Electronic Publishing -- Origination, Dissemination and Design
Sample Papers

Here are the abstracts of the seven sample papers freely available from the EP-odd PDF archive. Select the article title or author's name to download the paper.

Tools for printing indexes, Jon L. Bentley and Brian W. Kernighan

This paper describes a set of programs for processing and printing the index for a book or a manual. The input consists of lines containing index terms and page numbers. The programs collect multiple occurrences of the same terms, compress runs of page numbers, create permutations (e.g., `index, book' from `book index'), and sort them into proper alphabetic order. The programs can cope with embedded formatting commands (size and font changes, etc.), with roman numeral page numbers, and with see terms. The programs do not help with the original creation of index terms. The implementation runs on the UNIX operating system. It uses a long pipeline of short awk programs rather than a single program in a conventional language. This structure makes the programs easy to adapt or augment to meet special requirements that arise in different indexing styles. The programs were intended to be used with troff, but can be used with a formatter like Tex with minor changes. An appendix contains a complete listing of the programs, which total about 200 lines.

A search strategy for large document bases, Dario Lucarella

In this paper, we emphasize the need of modelling the inherent uncertainty associated with the information retrieval process. Within this context, a search strategy is proposed for locating documents which are likely to be relevant to a given query.
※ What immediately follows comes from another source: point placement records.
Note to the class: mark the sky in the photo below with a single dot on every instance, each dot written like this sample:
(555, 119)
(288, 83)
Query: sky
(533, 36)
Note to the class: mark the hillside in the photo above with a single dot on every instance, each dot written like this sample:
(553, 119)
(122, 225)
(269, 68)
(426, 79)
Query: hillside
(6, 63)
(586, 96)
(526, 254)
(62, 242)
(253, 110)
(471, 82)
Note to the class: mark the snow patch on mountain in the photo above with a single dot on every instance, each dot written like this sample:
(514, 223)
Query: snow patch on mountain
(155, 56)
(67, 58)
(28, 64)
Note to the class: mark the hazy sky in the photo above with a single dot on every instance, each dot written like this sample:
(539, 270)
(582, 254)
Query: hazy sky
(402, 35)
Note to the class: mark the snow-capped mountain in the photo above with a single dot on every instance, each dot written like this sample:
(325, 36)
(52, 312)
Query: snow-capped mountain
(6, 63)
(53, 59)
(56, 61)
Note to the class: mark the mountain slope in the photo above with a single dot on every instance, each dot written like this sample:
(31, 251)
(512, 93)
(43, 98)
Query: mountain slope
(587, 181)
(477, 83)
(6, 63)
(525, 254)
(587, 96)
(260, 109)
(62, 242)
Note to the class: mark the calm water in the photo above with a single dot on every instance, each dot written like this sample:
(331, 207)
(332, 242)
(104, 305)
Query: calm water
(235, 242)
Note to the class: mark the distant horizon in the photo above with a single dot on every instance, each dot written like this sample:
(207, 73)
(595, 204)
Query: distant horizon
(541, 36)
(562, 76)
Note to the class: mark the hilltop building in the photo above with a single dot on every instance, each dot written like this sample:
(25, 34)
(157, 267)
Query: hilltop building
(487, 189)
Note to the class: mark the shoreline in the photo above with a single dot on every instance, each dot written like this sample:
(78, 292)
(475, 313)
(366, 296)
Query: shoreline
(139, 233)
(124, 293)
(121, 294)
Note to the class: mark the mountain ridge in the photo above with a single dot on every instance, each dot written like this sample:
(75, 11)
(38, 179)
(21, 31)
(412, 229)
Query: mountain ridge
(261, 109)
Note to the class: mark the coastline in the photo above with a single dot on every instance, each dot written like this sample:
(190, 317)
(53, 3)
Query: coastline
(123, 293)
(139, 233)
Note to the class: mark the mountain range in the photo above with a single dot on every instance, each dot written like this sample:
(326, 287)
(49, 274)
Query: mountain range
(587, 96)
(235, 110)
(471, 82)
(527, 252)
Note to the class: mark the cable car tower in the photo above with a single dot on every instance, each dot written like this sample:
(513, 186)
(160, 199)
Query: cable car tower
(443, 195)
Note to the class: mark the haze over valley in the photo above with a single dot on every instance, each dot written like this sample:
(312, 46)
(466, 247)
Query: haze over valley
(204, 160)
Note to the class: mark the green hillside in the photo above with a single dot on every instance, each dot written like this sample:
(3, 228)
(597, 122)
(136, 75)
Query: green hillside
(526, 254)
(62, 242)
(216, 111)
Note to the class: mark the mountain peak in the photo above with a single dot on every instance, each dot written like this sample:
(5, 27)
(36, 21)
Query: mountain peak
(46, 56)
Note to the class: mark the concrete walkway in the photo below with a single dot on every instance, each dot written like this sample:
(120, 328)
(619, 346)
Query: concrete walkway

A notion of closeness between document(s) and query is introduced and the implementation of an improved algorithm for the identification of the closest document set is presented with emphasis on computational efficiency.

Paragraph-based nearest neighbour searching in full-text documents, Suliman Al-Hawamdeh and Peter Willett

This paper discusses the searching of full-text documents to identify paragraphs that are relevant to a user request. Given a natural language query statement, a nearest neighbour search involves ranking the paragraphs comprising a full-text document in order of descending similarity with the query, where the similarity for each paragraph is determined by the number of keyword stems that it has in common with the query. This approach is compared with the more conventional Boolean search which requires the user to specify the logical relationships between the query terms. Comparative searches using 130 queries and 20 full-text documents demonstrate the general effectiveness of the nearest neighbour model for paragraph-based searching. It is shown that the output from a nearest neighbour search can be used to guide a reader to the most appropriate segment of an online full-text document.
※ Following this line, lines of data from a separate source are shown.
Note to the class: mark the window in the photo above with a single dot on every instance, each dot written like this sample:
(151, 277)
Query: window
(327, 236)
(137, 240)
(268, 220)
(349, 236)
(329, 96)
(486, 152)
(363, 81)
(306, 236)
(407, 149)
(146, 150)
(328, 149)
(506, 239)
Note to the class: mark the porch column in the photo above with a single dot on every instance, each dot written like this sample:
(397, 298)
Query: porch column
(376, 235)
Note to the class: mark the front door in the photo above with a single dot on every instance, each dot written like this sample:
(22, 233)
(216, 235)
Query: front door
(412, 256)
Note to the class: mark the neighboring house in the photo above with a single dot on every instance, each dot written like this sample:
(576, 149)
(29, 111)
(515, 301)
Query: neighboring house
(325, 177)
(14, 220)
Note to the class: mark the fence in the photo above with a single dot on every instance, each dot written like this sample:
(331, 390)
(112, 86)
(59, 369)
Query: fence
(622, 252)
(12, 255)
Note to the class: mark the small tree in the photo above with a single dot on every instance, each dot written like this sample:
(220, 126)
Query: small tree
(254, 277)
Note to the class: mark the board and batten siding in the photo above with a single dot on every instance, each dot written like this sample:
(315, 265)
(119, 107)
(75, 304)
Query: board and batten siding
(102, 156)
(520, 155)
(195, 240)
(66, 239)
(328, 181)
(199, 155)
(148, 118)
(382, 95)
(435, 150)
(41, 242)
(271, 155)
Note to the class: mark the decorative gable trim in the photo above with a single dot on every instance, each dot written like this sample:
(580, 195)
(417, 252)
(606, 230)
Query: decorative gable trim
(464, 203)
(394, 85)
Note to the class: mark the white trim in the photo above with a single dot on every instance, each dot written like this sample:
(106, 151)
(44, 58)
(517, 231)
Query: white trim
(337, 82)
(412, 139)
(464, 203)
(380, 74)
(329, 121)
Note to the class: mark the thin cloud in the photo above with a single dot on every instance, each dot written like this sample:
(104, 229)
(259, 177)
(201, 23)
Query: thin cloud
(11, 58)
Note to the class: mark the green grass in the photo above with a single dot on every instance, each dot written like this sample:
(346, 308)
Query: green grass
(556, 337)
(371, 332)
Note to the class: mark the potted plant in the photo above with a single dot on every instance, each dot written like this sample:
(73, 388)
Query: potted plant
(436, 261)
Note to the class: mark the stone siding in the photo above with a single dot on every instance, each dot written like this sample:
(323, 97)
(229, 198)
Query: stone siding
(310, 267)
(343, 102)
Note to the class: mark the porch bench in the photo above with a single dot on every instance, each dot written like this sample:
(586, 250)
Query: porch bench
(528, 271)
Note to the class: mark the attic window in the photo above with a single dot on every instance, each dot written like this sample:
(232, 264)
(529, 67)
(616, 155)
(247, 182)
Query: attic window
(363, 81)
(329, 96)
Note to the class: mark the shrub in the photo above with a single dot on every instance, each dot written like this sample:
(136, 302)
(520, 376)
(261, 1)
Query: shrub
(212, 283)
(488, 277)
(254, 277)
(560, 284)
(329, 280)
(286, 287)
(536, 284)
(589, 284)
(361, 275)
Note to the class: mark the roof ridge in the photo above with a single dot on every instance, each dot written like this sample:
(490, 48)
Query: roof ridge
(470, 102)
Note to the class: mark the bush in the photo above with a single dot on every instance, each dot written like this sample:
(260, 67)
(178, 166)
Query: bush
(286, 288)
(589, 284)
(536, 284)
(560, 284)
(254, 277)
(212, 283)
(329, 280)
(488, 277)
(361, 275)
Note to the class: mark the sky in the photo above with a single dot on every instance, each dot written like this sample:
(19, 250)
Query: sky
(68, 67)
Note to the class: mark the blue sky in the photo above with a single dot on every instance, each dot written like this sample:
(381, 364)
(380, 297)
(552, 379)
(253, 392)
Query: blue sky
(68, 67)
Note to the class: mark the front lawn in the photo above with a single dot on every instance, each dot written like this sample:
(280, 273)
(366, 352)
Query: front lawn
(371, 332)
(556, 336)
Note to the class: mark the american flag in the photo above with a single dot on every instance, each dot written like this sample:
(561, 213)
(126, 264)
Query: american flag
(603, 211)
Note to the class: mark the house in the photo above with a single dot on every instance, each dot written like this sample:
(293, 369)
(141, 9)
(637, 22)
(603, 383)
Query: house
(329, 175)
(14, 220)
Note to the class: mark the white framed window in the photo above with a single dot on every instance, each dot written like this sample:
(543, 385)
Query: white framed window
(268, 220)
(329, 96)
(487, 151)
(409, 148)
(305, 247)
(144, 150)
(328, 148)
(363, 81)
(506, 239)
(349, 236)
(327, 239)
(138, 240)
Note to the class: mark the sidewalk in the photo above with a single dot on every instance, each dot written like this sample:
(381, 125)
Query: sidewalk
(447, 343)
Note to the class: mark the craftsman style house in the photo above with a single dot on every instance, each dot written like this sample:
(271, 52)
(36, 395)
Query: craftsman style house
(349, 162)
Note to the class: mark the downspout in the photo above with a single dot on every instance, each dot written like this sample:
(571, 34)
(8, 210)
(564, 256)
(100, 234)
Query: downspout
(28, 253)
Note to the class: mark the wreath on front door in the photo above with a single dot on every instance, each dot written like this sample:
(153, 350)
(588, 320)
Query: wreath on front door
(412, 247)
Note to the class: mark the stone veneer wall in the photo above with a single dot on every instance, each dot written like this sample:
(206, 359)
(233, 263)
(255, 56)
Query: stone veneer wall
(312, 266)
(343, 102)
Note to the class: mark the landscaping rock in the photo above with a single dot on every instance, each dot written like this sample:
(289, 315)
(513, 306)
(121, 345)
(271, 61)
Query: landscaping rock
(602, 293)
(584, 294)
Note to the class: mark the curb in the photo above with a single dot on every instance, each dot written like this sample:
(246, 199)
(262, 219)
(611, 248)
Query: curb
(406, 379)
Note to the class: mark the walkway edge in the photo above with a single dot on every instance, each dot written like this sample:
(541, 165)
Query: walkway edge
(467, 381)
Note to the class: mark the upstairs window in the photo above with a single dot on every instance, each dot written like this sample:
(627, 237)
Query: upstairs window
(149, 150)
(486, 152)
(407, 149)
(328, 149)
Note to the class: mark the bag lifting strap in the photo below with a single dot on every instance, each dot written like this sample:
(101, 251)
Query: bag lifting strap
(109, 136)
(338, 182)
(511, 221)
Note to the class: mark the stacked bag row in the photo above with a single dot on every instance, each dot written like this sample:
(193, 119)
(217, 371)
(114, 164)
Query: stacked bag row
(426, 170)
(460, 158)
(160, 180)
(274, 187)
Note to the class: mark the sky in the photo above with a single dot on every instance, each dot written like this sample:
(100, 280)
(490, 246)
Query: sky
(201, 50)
Automatically transforming regularly structured linear documents into Hypertext, Richard Furuta, Catherine Plaisant, and Ben Shneiderman

Fully automatic conversion of a paper-based document into hypertext can be achieved in many cases if the original document is naturally partitioned into a collection of small-sized pieces that are unambiguously and consistently structured. We describe the methodology that we have used successfully to design and implement several straightforward conversions from the original document's machine-readable markup.

Active Tioga documents: an exploration of two paradigms, Douglas B. Terry and Donald G. Baker

The advent of electronic media has changed the way we think about documents. Documents with illustrations, spreadsheets, and mathematical formulae have become commonplace, but documents with active components have been rare. This paper focuses on our extensions to the Tioga editor to support two very different styles of active documents. One paradigm involves dynamically computing, or at least transforming, the contents of a document as it is displayed. A second paradigm uses notifications of edits to a document to trigger activities. Document activities can include database queries, which are evaluated and placed in the document upon opening the document, or constraints between portions of a document, which are maintained as the user edits the document. The resulting active documents can be viewed, edited, filed, and mailed in the same way as regular documents, while retaining their activities.

Automatic structuring of text files, G. Salton, C. Buckley and J. Allan

In many practical information retrieval situations, it is necessary to process heterogeneous text databases that vary greatly in scope and coverage, and deal with many different subjects. In such an environment it is important to provide flexible access to individual text pieces, and to structure the collection so that related text elements are identified and appropriately linked.

Methods are described in this study for the automatic structuring of heterogeneous text collections, and the construction of browsing tools and access procedures that facilitate collection use. The proposed methods are illustrated by performing searches with a large automated

Journal publishing with Acrobat: the CAJUN project, Philip N. Smith, David F. Brailsford, David R. Evans, Leon Harrison, Steve G. Probets and Peter E. Sutton

The publication of material in `electronic form' should ideally preserve, in a unified document representation, all of the richness of the printed document while maintaining enough of its underlying structure to enable searching and other forms of semantic processing. Until recently it has been hard to find a document representation which combined these attributes and which also stood some chance of becoming a de facto multi-platform standard.